Long-range correlation in protein sequences and its implication

Kazuhito Shida¹, Makoto Ikeda², Atsuo Kasuya
¹shida@cir.tohoku.ac.jp, CIR Tohoku University; ²ikeda@imr.edu, CIR Tohoku University

It is well known that there is a certain level of long-range correlations in the natural amino-acid sequences. One example is the dipeptide substitution matrix proposed by Gonnet et al. (1994), which assumes that such correlations are at least partially preserved over the process of evolution. We would like to extend this idea to the regime of longer range. We scanned the AA sequences from GenBank and observed weak correlations between two letters more than one letter apart. In some case, clear long-range patterns were found.
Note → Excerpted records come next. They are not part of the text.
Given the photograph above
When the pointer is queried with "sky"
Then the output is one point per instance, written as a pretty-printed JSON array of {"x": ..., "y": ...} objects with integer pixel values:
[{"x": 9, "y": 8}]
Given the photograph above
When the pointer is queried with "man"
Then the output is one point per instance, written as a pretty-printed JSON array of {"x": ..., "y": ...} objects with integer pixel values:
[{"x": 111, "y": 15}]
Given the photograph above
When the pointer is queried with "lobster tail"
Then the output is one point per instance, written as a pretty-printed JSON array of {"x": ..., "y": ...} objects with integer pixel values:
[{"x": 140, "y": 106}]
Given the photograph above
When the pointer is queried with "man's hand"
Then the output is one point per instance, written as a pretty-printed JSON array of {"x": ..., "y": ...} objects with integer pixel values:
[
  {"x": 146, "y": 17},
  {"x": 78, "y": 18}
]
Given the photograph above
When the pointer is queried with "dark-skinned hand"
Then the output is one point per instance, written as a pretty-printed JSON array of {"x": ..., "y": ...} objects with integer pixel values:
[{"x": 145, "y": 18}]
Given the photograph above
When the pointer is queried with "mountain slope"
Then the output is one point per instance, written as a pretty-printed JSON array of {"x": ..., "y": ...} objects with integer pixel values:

Such correlation may effect the similarity assessment of distant homologues because it is usually performed by taking randomized sequences as a null-hypothesis. The distribution of the score under the null-hypothesis might be changed when the correct correlation is introduced into the randomization. The same effect is expected for the phylogeny analysis. Also, the database searches based on gapped n-grams, for example the PaternHunter by Ma et al. (2002), can be improved by means of the data of the long-range correlation. The expected abundance can be used to define a weight for n-grams, which enables us a more efficient usage of the index structure.